By Bryan Rich
January 4, 5:00 pm EST
Stocks had a huge bounce today.
And it was driven by: 1) the central bank in China stepping in with an injection of over $100 billion in liquidity into the economy through a cut to the bank reserve requirement ration, and 2) the three most powerful central bankers in the world (over the past 10 years) sitting on stage together and massaging market sentiment on the path of interest rates.
We entered the year with the idea that the Fed would need to walk back on its rate hiking path this year (possibly even cutting, if the stock market environment persisted). And today, just days into the new year, we get the Fed Chair Powell, former Fed Chairs Yellen and Bernanke telling us that the Fed is essentially done of the year, unless things improve.

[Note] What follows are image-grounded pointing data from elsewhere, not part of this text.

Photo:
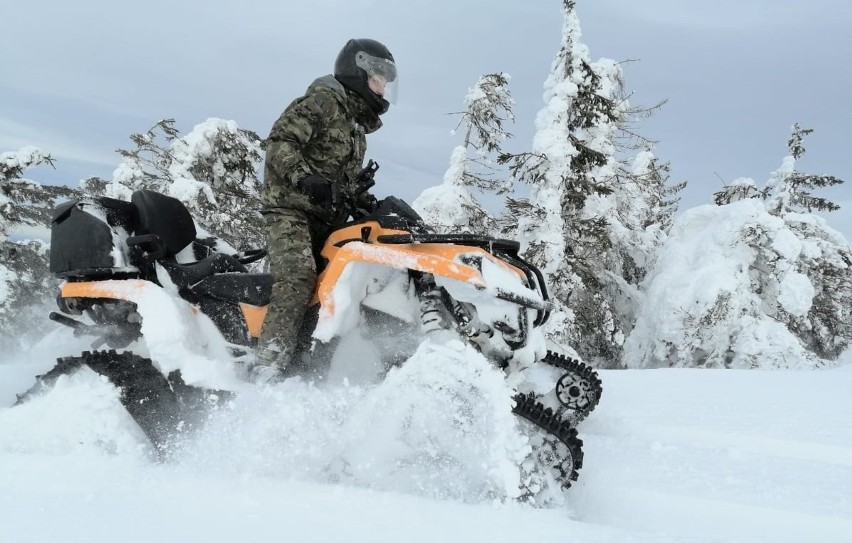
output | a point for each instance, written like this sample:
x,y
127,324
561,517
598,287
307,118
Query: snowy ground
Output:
x,y
670,455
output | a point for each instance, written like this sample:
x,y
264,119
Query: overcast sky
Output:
x,y
79,77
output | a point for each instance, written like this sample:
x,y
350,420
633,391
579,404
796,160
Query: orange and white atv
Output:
x,y
142,283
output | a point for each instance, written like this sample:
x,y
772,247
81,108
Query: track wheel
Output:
x,y
579,388
557,454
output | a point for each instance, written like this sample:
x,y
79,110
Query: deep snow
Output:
x,y
670,455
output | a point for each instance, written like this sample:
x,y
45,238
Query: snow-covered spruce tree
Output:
x,y
26,284
213,170
757,281
452,207
580,221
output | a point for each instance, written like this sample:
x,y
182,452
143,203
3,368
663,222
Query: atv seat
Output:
x,y
186,275
248,288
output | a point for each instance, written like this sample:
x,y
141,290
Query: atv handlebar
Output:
x,y
363,181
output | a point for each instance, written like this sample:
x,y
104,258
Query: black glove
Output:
x,y
317,187
369,203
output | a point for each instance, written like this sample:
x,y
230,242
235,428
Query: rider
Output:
x,y
315,149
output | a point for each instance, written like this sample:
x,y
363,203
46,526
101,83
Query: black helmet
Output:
x,y
367,68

Remember, last year was the first since 1994 that cash was the best producing major asset class (among stocks, real estate, bonds, gold). The culprit for such an anomaly: An overly aggressive Fed tightening cycle in a low inflation recovering economy. The Fed ended up cutting rates in 1995 and spurring a huge run up in stocks (up 36%). Now, we’re getting the Fed standing down, and committing to “responsiveness to the data and markets.”
Yellen voluntarily drew the comparison to today to early 2016 – where the Fed had to respond to sour markets that were beginning to feed into the economy.

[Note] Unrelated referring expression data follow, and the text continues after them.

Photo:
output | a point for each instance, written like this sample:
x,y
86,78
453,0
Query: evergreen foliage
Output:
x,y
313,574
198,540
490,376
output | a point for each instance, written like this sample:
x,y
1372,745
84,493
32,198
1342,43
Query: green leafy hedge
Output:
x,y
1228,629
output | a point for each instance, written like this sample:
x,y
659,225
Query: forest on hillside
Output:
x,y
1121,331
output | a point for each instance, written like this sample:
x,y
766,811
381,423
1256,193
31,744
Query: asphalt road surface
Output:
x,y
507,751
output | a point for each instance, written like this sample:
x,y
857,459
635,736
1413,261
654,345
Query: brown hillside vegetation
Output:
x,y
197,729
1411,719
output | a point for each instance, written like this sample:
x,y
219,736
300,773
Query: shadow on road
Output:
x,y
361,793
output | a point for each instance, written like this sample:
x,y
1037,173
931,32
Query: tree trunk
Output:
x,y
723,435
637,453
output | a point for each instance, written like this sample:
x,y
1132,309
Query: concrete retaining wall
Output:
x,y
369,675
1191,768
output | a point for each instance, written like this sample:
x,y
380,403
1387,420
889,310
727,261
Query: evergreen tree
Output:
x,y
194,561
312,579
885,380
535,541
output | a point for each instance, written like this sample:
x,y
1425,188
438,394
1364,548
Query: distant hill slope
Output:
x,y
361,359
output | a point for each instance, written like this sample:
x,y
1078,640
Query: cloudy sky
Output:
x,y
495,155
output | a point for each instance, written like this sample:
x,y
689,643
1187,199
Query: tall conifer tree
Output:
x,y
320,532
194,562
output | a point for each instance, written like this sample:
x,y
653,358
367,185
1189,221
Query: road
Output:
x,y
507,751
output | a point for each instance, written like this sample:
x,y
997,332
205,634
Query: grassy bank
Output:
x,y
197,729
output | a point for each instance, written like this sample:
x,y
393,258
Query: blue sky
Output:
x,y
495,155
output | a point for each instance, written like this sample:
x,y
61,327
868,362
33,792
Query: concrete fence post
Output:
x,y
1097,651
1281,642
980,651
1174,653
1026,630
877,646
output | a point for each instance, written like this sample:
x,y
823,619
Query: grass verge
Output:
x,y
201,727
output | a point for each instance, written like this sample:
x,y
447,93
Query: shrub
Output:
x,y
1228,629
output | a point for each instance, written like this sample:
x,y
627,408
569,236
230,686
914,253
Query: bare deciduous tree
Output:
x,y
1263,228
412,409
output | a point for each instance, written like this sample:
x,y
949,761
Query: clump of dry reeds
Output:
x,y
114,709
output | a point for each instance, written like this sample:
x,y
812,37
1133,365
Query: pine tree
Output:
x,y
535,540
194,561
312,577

In 2016, the oil price crash prompted a coordinated response by global central banks to avert another financial crisis. For the Fed’s part, they took two of the four projected rate hikes they had guided for 2016 off of the table (effectively easing). This coordinated easing from global policymakers put a bottom in stocks and oil in early 2016. Oil doubled by the end of the year. Stocks finished 2016 up 25% from the oil-price crash induced lows.
Here’s a look at the chart on oil today…
You can see this big trendline that represents the plunge from $76 has broken today.
And here’s a look at stocks …
We broke a big level today on the way up in the S&P 500 (2520) and it looks like a V-shaped recovery is underway, to take us back to where stocks broke down on December 3rd. That would be 12% from current levels.